The cattle impoundment — ordered by another federal judge for nonpayment of federal grazing fees — was aborted in April 2014 when hundreds of Bundy supporters, including militia groups, “Patriot” and other armed civilians responded to the desert scene near Bunkerville, Nevada. Some of the armed Bundy supporters were photographed pointing firearms at federal agents.
The federal prosecutor, citing an appeals court case, said a trial judge should only dismiss charges if “both flagrancy and substantial prejudice are shown” and if
“outrageous government conduct” amounts to a due process violation, or as an “appropriate exercise of the court’s supervisory powers.”
“The standards to dismiss … are high and permit dismissal only in extreme cases,” the U.S. attorney wrote in the legal filing.
Although the court “found prejudice necessitating a mistrial, the defendants’ proposed prejudice is not substantial because it is curable in a new trial,” Myhre argued.
The legal filling also details the vast amount of records surrounding the Bundy case, put in a database containing more than 30,000 documents, totaling more than 250,000 pages.
In addition to collecting documents, the government “devoted tremendous
investigative and case management resources to collecting, identifying, and organizing social media content and audio/video recordings,” the filing said.
The government drafted and executed more than 45 search warrants on various social media and email accounts, generating more than 500,000 pages of returns, 75 videos, and more than 82,000 emails.

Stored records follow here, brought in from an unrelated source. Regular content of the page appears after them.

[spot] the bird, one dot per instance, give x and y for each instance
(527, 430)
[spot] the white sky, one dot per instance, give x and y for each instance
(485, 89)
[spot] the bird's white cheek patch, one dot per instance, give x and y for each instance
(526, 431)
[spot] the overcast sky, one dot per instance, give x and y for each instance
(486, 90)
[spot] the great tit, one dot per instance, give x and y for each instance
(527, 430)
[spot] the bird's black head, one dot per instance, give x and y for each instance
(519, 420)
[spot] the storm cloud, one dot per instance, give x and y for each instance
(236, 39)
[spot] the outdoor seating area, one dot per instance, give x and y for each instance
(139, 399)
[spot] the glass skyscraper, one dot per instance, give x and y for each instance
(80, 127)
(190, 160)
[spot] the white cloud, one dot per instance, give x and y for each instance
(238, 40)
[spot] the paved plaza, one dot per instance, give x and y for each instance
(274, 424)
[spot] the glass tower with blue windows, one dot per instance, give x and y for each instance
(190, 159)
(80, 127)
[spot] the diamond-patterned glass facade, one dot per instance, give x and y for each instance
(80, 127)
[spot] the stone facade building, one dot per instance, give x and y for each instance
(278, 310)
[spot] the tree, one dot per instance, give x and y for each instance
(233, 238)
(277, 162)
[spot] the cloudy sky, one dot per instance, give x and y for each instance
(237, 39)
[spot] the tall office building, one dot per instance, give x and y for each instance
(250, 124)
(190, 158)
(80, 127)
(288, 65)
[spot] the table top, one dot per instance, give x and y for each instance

The government’s disclosures to defense attorneys included more than 24,000 pages of printed material, 2,000 video recordings, and 1,600 audio recordings. “In all, the government provided more than 1.5 terabytes of information to the defendants, by far the largest review and disclosure operation in this [U.S. Attorney’s Office] history,” Myhre said.
But not all the documents in the government’s database were turned over to the defense because prosecutors believed some of those documents weren’t subject to release under court rulings, Myhre said.
Some of the released documents were redacted or released to the defense under a “protective order” issued by the judge because of threats to witnesses, victims and law enforcement officers involved in the Bundy case.
Many witnesses expressed reluctance to testify out of fear of what might happen to them in retaliation, the prosecutor said.
Even still, after the trial had begun, sealed information disclosed to defense attorneys and the defendants “quickly leaked into social media,” including an email written by Bureau of Land Management agent Larry “Clint” Wooten, Myhre wrote.
Wooten was removed from a supervisory role in the Bundy investigation early last year after he alleged his BLM bosses tried to silence his concerns another BLM supervisor, Dan Love, who led the agency's operation to impound Bundy's cattle.